Instead, the research team recommends new approaches to engage older people, promoting direct interaction and using trusted agents who are sensitive to the personal circumstances they may face. The report sets out a ten-point plan to engage older people more effectively on climate change issues and greener living.
Baby boomers with high footprint
Engaging older adults is important, the report argues, because the combination of climate change and an aging population could have wide-ranging socioeconomic and environmental impacts.
"Baby boomers" (aged 50-64) currently have the highest carbon footprint in the UK compared with other age groups, and they are the first generation of the consumer society to enter old age.

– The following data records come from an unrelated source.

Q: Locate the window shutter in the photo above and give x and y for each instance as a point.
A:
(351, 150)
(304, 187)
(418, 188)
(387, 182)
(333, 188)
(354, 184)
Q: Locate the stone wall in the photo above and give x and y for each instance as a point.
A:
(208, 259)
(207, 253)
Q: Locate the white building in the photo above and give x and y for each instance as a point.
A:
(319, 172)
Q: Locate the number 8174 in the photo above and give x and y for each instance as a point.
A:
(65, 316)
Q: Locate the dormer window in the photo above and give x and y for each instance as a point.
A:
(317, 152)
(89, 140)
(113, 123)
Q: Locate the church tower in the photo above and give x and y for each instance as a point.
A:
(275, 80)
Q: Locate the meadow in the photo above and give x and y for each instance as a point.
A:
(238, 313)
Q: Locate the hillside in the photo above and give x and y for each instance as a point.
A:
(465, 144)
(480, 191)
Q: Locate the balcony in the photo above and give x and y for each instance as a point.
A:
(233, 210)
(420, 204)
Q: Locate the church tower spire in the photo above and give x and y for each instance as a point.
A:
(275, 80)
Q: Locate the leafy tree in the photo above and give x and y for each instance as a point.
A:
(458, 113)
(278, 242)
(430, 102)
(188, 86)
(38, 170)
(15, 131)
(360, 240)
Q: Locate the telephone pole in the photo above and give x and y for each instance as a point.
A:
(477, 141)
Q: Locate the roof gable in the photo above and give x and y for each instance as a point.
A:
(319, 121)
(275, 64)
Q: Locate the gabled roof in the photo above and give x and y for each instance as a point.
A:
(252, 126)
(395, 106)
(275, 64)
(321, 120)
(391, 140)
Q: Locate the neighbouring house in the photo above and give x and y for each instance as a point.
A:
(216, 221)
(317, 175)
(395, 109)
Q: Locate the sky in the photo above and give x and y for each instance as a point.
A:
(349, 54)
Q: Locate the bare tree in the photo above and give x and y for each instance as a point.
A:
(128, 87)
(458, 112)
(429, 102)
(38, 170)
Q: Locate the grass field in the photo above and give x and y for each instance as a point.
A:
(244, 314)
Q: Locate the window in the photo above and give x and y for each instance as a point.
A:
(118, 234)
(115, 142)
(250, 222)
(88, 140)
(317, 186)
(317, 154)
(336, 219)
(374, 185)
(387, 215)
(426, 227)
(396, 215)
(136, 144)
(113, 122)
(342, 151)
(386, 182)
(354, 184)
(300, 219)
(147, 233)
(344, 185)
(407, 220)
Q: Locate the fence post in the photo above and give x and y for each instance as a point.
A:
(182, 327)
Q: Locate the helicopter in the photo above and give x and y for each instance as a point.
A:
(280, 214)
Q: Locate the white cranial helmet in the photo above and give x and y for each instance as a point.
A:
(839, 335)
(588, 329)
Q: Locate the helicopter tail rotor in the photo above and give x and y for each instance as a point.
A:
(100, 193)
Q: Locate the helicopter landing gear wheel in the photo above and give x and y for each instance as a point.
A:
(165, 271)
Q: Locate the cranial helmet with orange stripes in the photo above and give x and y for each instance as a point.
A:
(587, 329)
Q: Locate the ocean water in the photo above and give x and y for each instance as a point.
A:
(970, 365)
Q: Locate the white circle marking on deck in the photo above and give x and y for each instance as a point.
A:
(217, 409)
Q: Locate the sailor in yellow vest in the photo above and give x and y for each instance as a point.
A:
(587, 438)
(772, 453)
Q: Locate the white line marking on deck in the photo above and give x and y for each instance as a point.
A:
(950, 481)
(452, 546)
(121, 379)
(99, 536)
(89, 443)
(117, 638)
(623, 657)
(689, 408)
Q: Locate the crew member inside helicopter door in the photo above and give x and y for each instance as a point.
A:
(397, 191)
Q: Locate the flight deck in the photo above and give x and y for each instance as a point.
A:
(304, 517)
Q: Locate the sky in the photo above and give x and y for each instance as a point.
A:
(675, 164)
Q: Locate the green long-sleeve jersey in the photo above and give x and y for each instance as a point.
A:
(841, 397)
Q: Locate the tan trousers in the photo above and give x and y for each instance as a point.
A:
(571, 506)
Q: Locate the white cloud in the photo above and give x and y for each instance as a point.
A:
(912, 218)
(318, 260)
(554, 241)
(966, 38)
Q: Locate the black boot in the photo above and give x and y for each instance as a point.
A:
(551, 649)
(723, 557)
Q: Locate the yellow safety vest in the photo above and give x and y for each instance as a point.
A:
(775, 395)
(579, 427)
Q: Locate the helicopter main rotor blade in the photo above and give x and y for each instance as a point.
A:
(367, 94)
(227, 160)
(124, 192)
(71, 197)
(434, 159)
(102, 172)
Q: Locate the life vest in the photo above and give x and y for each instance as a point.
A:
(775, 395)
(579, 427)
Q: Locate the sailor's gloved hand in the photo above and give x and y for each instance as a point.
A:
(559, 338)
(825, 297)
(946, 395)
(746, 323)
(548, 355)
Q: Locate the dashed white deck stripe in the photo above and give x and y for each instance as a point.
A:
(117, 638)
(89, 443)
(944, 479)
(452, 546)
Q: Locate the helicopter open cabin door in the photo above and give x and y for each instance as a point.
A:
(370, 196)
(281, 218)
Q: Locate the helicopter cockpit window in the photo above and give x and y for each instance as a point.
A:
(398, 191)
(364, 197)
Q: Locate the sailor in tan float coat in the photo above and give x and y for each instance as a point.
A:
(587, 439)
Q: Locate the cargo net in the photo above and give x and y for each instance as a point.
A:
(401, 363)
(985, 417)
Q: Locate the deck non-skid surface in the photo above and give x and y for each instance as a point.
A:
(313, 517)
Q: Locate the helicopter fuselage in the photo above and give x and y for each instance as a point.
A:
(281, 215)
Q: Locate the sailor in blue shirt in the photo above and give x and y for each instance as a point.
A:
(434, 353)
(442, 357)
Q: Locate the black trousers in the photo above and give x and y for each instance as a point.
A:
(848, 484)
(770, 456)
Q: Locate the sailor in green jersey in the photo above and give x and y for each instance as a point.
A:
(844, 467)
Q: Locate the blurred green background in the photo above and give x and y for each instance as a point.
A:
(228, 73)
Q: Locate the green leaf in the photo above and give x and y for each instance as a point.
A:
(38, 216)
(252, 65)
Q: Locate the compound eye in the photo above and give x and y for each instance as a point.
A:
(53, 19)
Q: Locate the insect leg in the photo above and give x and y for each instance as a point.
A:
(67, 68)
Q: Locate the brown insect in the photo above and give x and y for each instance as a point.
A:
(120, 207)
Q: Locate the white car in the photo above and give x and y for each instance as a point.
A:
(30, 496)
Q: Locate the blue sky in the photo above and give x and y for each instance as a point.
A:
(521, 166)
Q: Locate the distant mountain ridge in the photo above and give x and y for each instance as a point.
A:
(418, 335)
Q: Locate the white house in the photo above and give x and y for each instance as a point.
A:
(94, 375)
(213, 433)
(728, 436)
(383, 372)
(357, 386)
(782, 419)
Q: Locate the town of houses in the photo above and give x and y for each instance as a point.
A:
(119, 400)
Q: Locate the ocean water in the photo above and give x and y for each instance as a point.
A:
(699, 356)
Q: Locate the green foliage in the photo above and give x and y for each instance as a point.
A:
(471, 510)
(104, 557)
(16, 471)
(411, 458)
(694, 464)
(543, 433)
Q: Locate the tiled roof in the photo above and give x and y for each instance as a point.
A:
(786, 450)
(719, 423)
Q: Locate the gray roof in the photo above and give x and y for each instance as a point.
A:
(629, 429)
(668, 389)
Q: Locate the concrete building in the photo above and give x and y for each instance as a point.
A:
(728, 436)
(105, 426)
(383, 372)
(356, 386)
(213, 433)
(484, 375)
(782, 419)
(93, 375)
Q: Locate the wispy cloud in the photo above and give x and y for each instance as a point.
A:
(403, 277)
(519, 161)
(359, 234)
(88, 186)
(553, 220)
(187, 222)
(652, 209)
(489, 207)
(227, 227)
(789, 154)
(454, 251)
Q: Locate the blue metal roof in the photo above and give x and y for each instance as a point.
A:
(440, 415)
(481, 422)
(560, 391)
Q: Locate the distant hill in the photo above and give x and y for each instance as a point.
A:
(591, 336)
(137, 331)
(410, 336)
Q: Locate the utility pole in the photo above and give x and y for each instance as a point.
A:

While today’s elderly have relatively low-carbon-footprint habits and values, this new wave of older people is accustomed to relatively high consumption.
At the same time, the report shows, older people may be physically, financially and emotionally less able to cope with the effects of climate-related weather events.
"The engagement and participation of older people in climate change issues are important as older people can be seen as potential contributors to, and casualties of, climate change as well as potential campaigners to tackle the problem," says lead author Dr Gary Haq.
"Recent evidence from the older age sector highlight the inadequacies of current methods of information provision and community engagement on climate change," he adds. "It is critical to implementing policies to tackle climate change and to address the needs of an aging population."
A missing voice
Dave Brown, co-author and member of RSVP, says that while older people are concerned about climate change, they do not feel they will be directly affected, nor that they can personally take action to stop it.
"The older generation represent a missing voice and a missed opportunity," Brown says.